CORNSNAKE
CARESHEET
Common Names: Cornsnake,
Red Ratsnake
Latin Name: Elaphe
guttata guttata
Origin: North America
Adult Size: 3-5 foot
Day Time: Temperature
28C
Night Time: Temperature
20C
Food Requirements: Rodents,
Hatchlings feed every 3-5 days. Adults
Weekly.
Experience: Easy
Introduction
The cornsnake must be the singularly most popular kept/bred snake in
the herpetcultural world. Its popularity is down to it's ease of keeping
and breeding and the array of colour and patterns available.
Housing
Hatchling corns should be kept in a small enclosure with adequate ventilation,
Kitchen roll is the best choice of substrate. Fresh drinking water should
be made available at all times and a small hide should be included in
the setup to make the snake feel secure.
Adult snakes can be housed in wooden vivaria, with a wood chip substrate,
again make sure that fresh water is available at all times and the snake
has hides at both the hot end and cooler ends of the vivarium. The vivarium
can be decorated with climbing branches and plastic plants.
Heating
Heat is an important element in the success of keeping snakes alive and
healthy. A thermal gradient should be offered with the hot end being
28C the cooler being 26C for the daytime. Night temperatures can drop
to 20C at the cooler end. What ever form of heating you use be it bulb
or heat mat or a combination of both, make sure you use a reliable thermostat
to control the temperature.
Feeding
Cornsnakes will thrive on a diet of rodents, eg: mice & rats.

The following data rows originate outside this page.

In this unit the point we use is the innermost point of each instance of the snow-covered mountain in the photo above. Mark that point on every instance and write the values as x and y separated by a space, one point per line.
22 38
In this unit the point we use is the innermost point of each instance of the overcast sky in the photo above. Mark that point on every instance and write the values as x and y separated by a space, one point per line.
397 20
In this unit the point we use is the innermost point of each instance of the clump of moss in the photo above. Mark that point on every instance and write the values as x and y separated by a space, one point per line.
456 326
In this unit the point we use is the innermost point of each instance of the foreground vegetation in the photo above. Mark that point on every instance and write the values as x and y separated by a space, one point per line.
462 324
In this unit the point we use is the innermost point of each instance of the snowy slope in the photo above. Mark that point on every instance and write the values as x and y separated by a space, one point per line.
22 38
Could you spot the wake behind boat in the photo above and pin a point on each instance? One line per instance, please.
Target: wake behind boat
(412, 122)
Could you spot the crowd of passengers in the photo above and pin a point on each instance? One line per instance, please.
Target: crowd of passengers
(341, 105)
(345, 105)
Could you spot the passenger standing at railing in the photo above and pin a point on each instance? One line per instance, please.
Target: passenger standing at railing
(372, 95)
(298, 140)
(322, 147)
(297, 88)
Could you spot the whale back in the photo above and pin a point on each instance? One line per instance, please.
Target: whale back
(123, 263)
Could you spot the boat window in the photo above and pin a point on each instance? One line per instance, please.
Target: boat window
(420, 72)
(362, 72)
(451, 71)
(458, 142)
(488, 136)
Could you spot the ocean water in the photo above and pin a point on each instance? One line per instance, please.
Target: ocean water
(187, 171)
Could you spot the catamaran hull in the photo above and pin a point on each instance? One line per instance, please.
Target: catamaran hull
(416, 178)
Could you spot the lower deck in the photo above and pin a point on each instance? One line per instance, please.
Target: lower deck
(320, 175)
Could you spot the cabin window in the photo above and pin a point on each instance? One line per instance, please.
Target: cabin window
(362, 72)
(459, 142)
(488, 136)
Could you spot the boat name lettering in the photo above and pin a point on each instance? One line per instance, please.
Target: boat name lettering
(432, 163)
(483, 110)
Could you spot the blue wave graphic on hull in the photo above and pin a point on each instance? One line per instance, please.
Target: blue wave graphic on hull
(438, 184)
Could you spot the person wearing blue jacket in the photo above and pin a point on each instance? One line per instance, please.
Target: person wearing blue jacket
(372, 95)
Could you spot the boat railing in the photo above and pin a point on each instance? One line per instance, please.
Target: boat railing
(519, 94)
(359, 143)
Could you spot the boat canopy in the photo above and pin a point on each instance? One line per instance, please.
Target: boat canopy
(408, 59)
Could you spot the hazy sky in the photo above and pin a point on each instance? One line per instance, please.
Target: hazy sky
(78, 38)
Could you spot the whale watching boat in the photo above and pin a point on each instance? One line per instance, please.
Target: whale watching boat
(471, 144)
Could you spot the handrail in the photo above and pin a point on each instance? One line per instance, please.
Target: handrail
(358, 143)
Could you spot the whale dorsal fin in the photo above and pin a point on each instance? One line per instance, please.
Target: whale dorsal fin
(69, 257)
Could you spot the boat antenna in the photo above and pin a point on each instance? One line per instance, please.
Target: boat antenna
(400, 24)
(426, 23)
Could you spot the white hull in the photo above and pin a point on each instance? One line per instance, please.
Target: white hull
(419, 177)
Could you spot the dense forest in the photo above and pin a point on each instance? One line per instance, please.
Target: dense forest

Hatchling corns can be fed on pinkie mice every three to five days, by
the time they are a year old they would normally be taking fuzzie or
small mice. Adult cornsnakes eg: 3 foot plus will do well maintained
on a diet of adult mice, larger specimens may also take weaner rats,
on a weekly basis.
Hibernation
To hibernate a snake for the winter, make sure it has had no food for
two weeks and that the temperature is normal during this time allowing
the snake to fully digest it's last meal and empty it's guts. After this
the temperature should be lowered gradually over a few weeks until its
55-60 degree F . The snake should not be fed during this period but fresh
drinking water should be available at all times. After 10-12 weeks the
snake can gradually be warmed up over a two week period and can then
be offered food again.
Breeding
After hibernation and the females post hibernation shed they can be introduced
to one another, males will sometimes not eat at this time being more
interested in breeding than eating. Once several copulations have been
witnessed or the female looks fatter mid body they should be separated.
The female should be given a laying box. A plastic container big enough
for her to coil loosely in it filled with damp sphagnum moss. Expect
her to lay her eggs from 5-14 days after she has shed. The eggs when
they are laid should be removed to another container two thirds filled
with damp vermiculite ( when a handful is squeezed in the palm of the
hand only a small amount of water should be produced. ). Do not rotate
the eggs, and don't unnecessarily handle them. The box should have a
fitted lid, and the humidity inside should be 100%, some condensation
will form on the lid if this is too much and is dripping on the eggs,
the vermiculite is too wet and a little dry should be sprinkled over
the surface to take up the moisture. The eggs should be checked weekly
removing the lid will give a good exchange of air. The Eggs should be
incubated at 80-83 degrees F, expect them to hatch after 58-66 days.
Recommended Books:
The Corn Snake Manual by Bill & Kathy Love
This care sheet is
only intended as a guide. Read as much
literature as you can before purchasing
your cornsnake. Be sure you are completely
aware of your snakes requirements before
hand, and you will be rewarded with a
snake that will thrive in your care.